This is very difficult for me to write about. It is now more than a week since the inauguration. I have waited to post this article in order to be certain I wanted to voice these concerns. On the day after the inauguration of Barack Obama, I was basking in the sense of hope and the realization of accomplishment that we have risen above the bigotry and racial separation that has long limited our full flowering as a people and as a nation. As I rode this wave of enthusiasm about the opportunities now open to us I was brought down to earth with a thud as I realized once again that not everyone feels the same as I do. For some this was still just another election. Still just politics. Still based in self-interest. I guess I am naïve after all. I guess it is too much to hope for that humanity could grasp the real potential for change that is before us. I realized that my path in life had perhaps prepared me to view life differently than many others.
Barack Obama stated in his address that 60 years ago his father would not have been served in a restaurant in the town where he, Barack, now stood taking the oath of office for President. I was so sad because I now realized and remembered what it was like those 60 years ago. I remember the hardship and deprivation and segregation. I did not experience it at that time. As a white person my whole culture and world offered a different set of opportunities and advantages that were taken for granted.
As a child growing up in Portland, Oregon I thought nothing about racial bigotry. I didn’t have any problems thinking about equality or non-equality. As far as I am aware my family exhibited none of the characteristics of racial bigotry. I was raised to respect the individual regardless of heritage or ethnicity. We had a black population and I had no problem with that. Today, I remember that one of the reasons I had no problem with segregation was because that black population was conveniently gathered in their own community. I did not see a black child in grade school. I did not see a black child in high school.
In the late 60s, as a faculty member at seminary, it became quite clear to me that two different worlds co-existed and not in harmony. The school had hired an imposing black man as an adjunct faculty member whose job it was to help bring awareness to our organization of ways we needed to face our white-based operations and open ourselves as Christians to the integration of ideas, cultures and persons within minority communities. It was a tense time of confrontation and it was not easy for many in the white community to understand what all the fuss was about. White people were guilty for the segregationist views that kept minorities in their place. White people often denied they had anything to do with such attitudes. They did not personally hold back minorities from progress.
This naiveté was brought clearly to my attention one day as I conversed with John, the black faculty member. I had asked why there was a general anger against all white people whether they were segregationist or people who never had any encounters with the black community. He said that because I was white I was guilty. It did no good to protest that I felt I had never acted in a way that harmed a black person. He made the point that as part of the white culture I was part of the limitation the black culture had to endure.

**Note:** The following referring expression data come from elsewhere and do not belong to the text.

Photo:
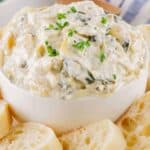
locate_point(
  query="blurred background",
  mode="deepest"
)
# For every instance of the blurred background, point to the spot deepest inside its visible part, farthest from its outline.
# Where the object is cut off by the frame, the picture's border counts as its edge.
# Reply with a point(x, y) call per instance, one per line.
point(133, 11)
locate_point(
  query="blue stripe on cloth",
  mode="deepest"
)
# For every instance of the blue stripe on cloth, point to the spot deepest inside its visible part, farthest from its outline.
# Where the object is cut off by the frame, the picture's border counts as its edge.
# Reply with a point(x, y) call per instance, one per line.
point(121, 3)
point(134, 9)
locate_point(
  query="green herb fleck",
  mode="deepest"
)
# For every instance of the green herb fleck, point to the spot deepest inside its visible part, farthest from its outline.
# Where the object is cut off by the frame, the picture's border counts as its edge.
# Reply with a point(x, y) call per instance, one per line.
point(51, 51)
point(71, 32)
point(102, 56)
point(57, 26)
point(81, 45)
point(61, 16)
point(114, 76)
point(73, 9)
point(104, 20)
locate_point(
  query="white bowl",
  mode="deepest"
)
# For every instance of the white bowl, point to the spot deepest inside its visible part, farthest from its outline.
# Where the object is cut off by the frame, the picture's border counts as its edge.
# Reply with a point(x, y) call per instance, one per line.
point(66, 115)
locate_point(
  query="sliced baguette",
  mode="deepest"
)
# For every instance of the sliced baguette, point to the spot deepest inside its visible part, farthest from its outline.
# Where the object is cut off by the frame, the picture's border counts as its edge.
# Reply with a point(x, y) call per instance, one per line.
point(5, 119)
point(135, 124)
point(30, 136)
point(103, 135)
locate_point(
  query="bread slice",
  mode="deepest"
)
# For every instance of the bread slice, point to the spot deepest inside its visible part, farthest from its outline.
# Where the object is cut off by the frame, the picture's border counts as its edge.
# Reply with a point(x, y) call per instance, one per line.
point(5, 119)
point(30, 136)
point(135, 124)
point(103, 135)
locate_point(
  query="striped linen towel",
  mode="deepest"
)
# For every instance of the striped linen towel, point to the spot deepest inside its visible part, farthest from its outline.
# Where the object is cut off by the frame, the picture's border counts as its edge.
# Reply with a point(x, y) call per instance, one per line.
point(134, 11)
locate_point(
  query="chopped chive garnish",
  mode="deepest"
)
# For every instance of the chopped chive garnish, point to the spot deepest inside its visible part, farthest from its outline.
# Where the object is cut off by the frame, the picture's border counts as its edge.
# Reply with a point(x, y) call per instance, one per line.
point(58, 26)
point(71, 32)
point(104, 20)
point(81, 45)
point(73, 9)
point(61, 16)
point(114, 76)
point(51, 51)
point(102, 56)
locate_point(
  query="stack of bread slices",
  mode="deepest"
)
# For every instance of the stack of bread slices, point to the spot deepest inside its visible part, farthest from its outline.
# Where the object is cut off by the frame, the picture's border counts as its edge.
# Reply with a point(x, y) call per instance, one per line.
point(131, 132)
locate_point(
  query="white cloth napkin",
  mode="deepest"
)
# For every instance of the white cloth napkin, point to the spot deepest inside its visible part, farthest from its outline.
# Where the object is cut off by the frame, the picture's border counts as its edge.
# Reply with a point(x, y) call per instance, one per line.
point(133, 11)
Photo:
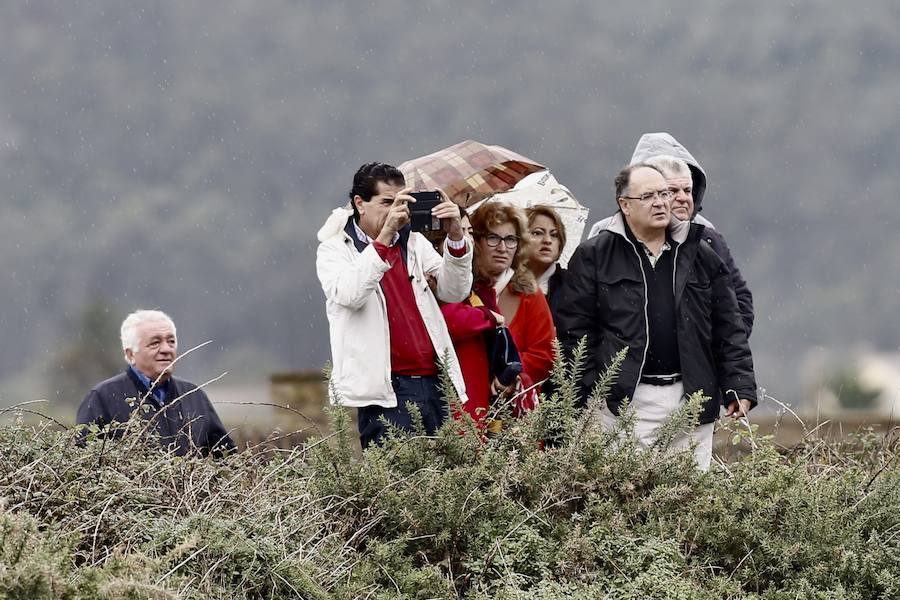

It is not my intention here to go into the subsequent details that helped me realize it is not enough to have not personally held segregationist ideas. One must begin a proactive intention to understand the issues and consciously change the cultural position in one’s thinking and acting. To the best of my ability I did that. Being able to attempt these changes among many other attitudinal changes I have made through the years brought me to a point where I tended more toward seeing the likenesses in others rather than the differences. I do not imply that I have perfected this process, but I do know that I have come a long way toward accepting others for who they are rather than requiring them to embody my expectations.
So, again, I have been given the opportunity to see that not everyone thinks as I do. Surprise, surprise! There is still work to do. No, not work to convince others to be what they are not. The work is to be clear about who I am and what I believe. As I make the effort to live what I believe and to share my thoughts and beliefs as clearly as I am able, perhaps others will find something that intrigues them to ask “Why does he believe that?” That, my friends, can be the beginning of openness to new possibilities.
I admit to times of deep discouragement and disappointment in my fellow human beings. That so many hang on to threads of thought that have never produced anything but disappointment is a mystery to me. My conclusion about that to this point is that we have given up our sense of personal responsibility for so long that now we believe it really is someone else’s job to take care of us. While we blame government and politicians for acting without regard for our well being, we at the same time tell them to stay out of our lives. A real community does not work that way. A live community, a successful community, calls on all members to participate in every way they are able. For that positive participation the community prospers and grows and all are served in harmony and satisfaction.
Something more is going on here than concerns about racism. There are major concerns about whether we can rise above politics as usual. It is time to ask ourselves in the context of personal responsibility and what we expect of each other and our government: “What do I believe and why do I believe it? Are my beliefs a positive contribution to my society?”